Chargers move up to No. 2
The Chargers historically don’t do a lot of trading, but it’s worth examining how they match up with the teams at No. 2 and No. 3 in case their front office believes Tagovailoa is worth making a move to land. In a standard year, moving up four spots to No. 2 would cost No. 71 and No. 151 as well as the team’s 2021 first-round pick. If there’s a bidding war against the Dolphins, topping the Miami offer above would require No. 6, 37 and 71 as well as the 2021 first-round pick.
Dolphins move up to No. 3
In a typical year, this move up would cost No. 5, 56 and 173. Using No. 39 instead of 56 would constitute an overpay and the Dolphins could then ask for something back (No. 109 would make sense). However, employing the same caveats for a healthy Tua and competition to move up, the high end of this scenario features getting No. 3 for No. 5, 18 and 70 or for No. 5, 26 and 56.
Chargers move up to No. 3
For the Chargers to move up three spots in a standard year, they’d give up something like No. 6 and 37 to get No. 3 and some Day 3 capital to balance the deal (No. 149 and 166 looks like the closest package). But remember, this exact move cost the Jets three second-round picks (No. 37, 49 and a future second) in a strong QB class. For the Chargers to make a trade of similar value, it would cost No. 6, 37 and 151 as well as their 2021 first-round pick.
Jaguars move up to No. 3
Let’s throw the Jaguars in the mix as well as a potential QB-needy team. In a standard year, they could offer No. 9 and 20 and get back No. 109 in the deal as well. If they didn’t want to move No. 20, it would likely take a package of No. 9, 116, 165 and their 2021 first-round pick. In a scenario where there’s a lot of competition to move up, the Jaguars would likely have to pay No. 9, 20 and their 2021 first-round pick to reach a similar value to the offers above for No. 3.
Raiders move up to No. 3
If the Raiders are looking to make a splash move to start the Vegas chapter of the franchise with a marquee franchise quarterback, they have the ammunition to enter the fray. In a standard year, it would take the No. 12 and 19 picks to get to No. 3. In order to compete with the offers above, they’d be looking at a package of those two picks and their 2021 first-round pick along with one of their third-rounders this year or possibly their 2021 second-rounder if the bidding is intense.
Patriots move up to No. 3
This one seems too costly to happen, but let’s throw it in here and see what it would take. In a standard year, moving up 20 spots to No. 3 would cost No. 23, 87, 98 and 100 as well as New England’s first- and second-round picks in 2021. In a competitive market, in order to beat the offers above it would likely also take the team’s first- and second-round picks in 2022, plus the Lions valuing those picks the same as the ones for 2021 rather than devaluing them even more for being two years away instead of one. So we can more than likely cross this scenario off … or can we? I recently laid out the blueprint for swinging a deal without surrendering as much draft capital, and.

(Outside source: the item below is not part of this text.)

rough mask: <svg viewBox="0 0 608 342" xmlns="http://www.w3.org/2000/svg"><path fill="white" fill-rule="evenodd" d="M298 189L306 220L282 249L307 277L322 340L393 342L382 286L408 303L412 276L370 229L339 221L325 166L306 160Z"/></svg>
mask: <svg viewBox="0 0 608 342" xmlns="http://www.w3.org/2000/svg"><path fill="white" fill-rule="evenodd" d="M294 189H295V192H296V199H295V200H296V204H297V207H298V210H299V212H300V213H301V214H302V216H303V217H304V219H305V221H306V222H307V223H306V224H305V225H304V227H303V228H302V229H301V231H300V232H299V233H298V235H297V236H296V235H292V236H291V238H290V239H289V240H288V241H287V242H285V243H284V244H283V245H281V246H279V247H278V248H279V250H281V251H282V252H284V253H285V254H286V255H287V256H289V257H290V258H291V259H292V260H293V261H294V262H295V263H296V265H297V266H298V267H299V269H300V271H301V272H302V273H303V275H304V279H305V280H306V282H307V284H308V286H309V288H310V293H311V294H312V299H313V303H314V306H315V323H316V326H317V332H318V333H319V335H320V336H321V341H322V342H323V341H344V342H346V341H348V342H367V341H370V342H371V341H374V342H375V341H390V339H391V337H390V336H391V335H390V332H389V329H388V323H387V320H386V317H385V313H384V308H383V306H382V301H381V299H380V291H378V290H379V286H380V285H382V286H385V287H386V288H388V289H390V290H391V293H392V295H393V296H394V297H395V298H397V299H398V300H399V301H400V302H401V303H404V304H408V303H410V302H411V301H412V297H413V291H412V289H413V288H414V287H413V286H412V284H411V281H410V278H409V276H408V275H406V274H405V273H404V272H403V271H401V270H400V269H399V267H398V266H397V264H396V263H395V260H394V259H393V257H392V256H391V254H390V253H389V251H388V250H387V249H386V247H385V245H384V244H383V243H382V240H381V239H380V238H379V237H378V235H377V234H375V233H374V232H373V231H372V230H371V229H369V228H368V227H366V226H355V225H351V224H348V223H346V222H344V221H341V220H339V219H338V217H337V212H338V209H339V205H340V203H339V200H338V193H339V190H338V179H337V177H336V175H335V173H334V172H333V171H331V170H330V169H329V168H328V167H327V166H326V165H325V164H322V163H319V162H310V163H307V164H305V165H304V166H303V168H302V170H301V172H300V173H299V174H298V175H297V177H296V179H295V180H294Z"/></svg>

Patriots move up for another QB
If the Patriots did want to move up, how far could they jump to take a quarterback? No. 23 plus No. 87 should get them to No. 18. Add No. 98 to the mix and you can get to No. 15 instead. Use all three third-round picks (No. 87, 98, 100) and you’re right around No. 12. With San Francisco looming as a potential trade down team at No. 13 with no picks in Rounds 2-4, this seems like a realistic scenario should a QB the Patriots want make it to that spot.
Saints move up for a QB
The Saints only have five picks in this draft, and combining all of them into a package would get them to No. 16. Including their first-round pick in 2021 in an offer could get them as high as No. 6 (No. 24, 88, 130 and the 2021 first would give the Chargers positive value in a trade down).